Bernhard: Die Beatles‘ Art und Weise. Das ist so „back to the roots“, „back“er geht es gar nicht. Es ist ja wirklich so, dass sie früher im Studio einen Song zwanzigmal gespielt haben, dann wurde das beste Dingen genommen, Overdubs gab es in der Form noch gar nicht, das ist dann aber im Laufe der Tonstudiozeit immer mehr gewachsen. Ich muss ganz ehrlich sagen: Wenn ich die DVD und die Reaktionen darauf sehe, dann scheint es bei den Leuten ein Bedürfnis zu sein, wieder mehr nahe und authentische Musik zu bekommen, was auch erklärt, warum so viele Singer/ Songwriter am Start sind, die mit einer Akustikgitarre da stehen, spielen, singen und fertig. Das hat schon etwas Intimes, Ehrliches und ich glaube, dass die Leute es satt haben, ständig mit den Samples und sonstiger Computertechnologie verarscht zu werden. Man weiß ja gar nicht mehr, was dahinter steckt. Bei manchen Produktionen höre ich raus, dass sie die Sample Library haben und die Drums bei allen gleich klingen, langweilig, wie ich finde

The-Pit.de: Der Schrei nach Natürlichkeit dürfte doch wieder größer werden, wenn die Bands es immer seltener schaffen, ihre Studioarbeiten auch live ordentlich auf die Bühne zu bekommen. Wie siehst du das?

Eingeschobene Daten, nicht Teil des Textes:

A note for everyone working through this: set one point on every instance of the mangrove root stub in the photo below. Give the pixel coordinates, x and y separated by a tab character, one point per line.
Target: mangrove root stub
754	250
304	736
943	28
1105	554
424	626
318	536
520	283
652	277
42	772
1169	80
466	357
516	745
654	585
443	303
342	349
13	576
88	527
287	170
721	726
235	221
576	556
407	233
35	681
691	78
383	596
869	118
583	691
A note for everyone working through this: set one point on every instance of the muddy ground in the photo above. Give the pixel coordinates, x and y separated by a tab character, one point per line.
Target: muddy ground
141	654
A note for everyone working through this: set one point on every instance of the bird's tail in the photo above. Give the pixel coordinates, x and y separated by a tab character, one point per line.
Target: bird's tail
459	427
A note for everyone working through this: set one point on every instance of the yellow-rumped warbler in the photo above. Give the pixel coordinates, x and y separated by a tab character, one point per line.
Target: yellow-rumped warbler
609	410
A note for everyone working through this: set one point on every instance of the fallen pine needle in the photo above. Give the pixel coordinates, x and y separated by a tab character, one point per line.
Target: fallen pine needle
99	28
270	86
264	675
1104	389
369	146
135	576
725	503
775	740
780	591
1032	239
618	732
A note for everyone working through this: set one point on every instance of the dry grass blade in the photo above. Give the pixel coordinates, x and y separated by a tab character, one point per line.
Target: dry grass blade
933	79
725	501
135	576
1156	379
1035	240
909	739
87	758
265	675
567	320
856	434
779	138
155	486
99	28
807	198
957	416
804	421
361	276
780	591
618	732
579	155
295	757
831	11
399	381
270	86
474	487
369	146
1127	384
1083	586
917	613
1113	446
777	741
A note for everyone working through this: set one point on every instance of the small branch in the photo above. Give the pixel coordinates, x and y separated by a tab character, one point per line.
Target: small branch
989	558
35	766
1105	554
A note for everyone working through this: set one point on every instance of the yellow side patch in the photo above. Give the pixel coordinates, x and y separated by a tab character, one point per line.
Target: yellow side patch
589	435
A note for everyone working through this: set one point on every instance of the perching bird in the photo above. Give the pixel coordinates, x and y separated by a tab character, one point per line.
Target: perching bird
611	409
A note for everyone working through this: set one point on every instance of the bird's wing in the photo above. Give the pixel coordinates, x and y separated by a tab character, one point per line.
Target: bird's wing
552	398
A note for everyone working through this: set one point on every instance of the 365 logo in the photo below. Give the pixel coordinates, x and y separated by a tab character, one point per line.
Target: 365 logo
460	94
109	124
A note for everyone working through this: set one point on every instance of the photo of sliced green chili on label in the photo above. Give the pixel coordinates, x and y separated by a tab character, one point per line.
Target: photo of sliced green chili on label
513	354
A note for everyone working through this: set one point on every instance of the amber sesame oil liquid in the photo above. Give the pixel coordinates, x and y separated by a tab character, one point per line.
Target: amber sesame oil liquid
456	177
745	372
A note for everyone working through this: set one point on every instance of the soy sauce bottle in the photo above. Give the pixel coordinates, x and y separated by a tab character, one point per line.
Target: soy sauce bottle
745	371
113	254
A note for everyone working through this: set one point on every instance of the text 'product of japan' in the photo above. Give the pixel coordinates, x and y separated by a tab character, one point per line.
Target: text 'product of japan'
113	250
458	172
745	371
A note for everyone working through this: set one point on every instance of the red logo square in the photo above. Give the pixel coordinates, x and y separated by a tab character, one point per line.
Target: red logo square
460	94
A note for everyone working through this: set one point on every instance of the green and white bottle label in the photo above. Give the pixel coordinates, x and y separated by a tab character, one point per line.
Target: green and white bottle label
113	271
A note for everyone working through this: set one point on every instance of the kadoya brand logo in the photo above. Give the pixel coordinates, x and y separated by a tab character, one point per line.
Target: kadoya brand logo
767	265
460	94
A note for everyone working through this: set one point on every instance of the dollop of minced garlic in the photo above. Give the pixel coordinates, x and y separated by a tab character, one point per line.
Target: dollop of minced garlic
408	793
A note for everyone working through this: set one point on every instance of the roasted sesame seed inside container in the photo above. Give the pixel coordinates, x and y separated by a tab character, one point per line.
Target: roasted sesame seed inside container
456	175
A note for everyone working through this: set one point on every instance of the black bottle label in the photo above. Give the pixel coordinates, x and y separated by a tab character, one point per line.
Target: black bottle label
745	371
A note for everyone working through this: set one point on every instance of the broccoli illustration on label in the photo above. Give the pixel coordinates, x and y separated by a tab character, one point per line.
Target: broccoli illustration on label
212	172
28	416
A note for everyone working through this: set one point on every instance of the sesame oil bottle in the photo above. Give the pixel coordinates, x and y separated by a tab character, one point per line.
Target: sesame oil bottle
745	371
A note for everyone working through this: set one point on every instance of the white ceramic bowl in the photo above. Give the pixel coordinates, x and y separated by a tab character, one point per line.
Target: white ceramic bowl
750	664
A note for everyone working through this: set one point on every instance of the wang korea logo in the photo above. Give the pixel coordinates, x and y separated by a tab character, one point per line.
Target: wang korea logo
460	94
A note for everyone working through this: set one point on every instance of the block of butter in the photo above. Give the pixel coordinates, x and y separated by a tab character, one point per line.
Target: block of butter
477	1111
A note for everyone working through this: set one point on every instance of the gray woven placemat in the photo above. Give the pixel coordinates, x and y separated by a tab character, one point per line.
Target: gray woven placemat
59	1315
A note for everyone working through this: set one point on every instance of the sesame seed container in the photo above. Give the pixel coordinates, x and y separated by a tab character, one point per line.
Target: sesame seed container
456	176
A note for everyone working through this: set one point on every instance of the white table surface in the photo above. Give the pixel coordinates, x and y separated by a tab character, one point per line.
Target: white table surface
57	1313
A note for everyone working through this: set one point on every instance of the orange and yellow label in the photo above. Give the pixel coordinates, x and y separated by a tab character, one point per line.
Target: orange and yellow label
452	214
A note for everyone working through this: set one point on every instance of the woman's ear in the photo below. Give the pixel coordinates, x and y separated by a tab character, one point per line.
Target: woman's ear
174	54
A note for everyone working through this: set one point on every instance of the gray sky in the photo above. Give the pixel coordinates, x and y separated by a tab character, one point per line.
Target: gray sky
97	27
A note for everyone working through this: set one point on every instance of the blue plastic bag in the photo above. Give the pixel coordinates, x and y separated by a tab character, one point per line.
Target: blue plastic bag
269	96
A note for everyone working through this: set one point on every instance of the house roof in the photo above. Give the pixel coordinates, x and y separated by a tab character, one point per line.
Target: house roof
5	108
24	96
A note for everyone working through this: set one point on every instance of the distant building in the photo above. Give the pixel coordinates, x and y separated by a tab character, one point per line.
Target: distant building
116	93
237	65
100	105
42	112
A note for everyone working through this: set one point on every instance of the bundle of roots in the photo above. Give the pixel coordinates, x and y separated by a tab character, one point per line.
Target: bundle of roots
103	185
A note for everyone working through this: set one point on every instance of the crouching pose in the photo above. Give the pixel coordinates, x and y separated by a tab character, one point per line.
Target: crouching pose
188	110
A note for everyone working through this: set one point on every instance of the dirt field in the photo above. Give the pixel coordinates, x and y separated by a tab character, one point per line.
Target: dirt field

Bernhard: Eigentlich ja, aber ich habe auch in Bergkamen ein Studio, und wenn dann die Bands kommen, dann erwarten sie auch den Metallica-Sound, bekommen es aber nicht hin, die Gitarre richtig zu stimmen. Und dann stehst du da als Dienstleister und drückst denen ihre Samples auf, wenn sie das so unbedingt haben wollen. Da merkt man dann immer diese Diskrepanz, die Überschätzung der Leute durch die Technologie, wenn man denkt, dass man dann den virtuellen Gitarristen oder virtuellen Bassisten oder wen auch immer hat und dadurch alles geil klingt, nach dem Motto „Mach mal was“. Da frage ich mich manchmal, ob ich denn David Copperfield bin. Da muss man am laufenden Band faken und darauf habe ich überhaupt keinen Bock. Aber als Dienstleister machst du das dann eben, wenn sie das wollen. Live auf der Bühne stellt sich dann heraus, ob sie gut oder schlecht sind.

The-Pit.de: Wie sieht denn dann die nähere Zukunft bei euch aus, zumal du schon angedeutet hast, dass ihr ein paar Songs zur Übung aufgenommen habt, wobei ihr nicht auf die typischen Songs zurückgegriffen habt?

Bernhard: Das war das Gesetz, das Harry und ich uns auferlegt haben, dass es nichts mit Metal zu tun haben soll und haben darf. Dann sind da Songs von Kraftwerk und Boney M dabei, Sachen von Phil Collins usw., Yes sind dabei, das ist schon sehr interessant, „Staying Alive“ von den Bee Gees haben wir gemacht, Sachen also, wo man meint: Das könnt ihr doch nicht machen. Genau das ist aber das Gute daran, weil es eine Herausforderung war zu sehen, wie der Harry und der Bernie das hinkriegen, solch einen Song, der eigentlich wirklich mainstreamig ohne Ende ist, wie bekommt das eine Rockband umgesetzt. Da haben wir auf der einen Seite versucht, den Song so zu belassen, wie er ist, ohne ihn da zu vergewaltigen, und auf der anderen Seite haben wir geguckt, wie weit wir damit gehen können. Das war als Produzent im Studio sitzend im Zuge der Labelgründung ein toller Ausgleich. Wir haben uns überlegt, die ganzen Songs oder ein paar davon einfach online anzubieten, wo die Leute das einfach herunterladen können, da werden wir keine große Produktion mit machen und das auch nicht groß aufhängen. Das ist ein reines Side-Project.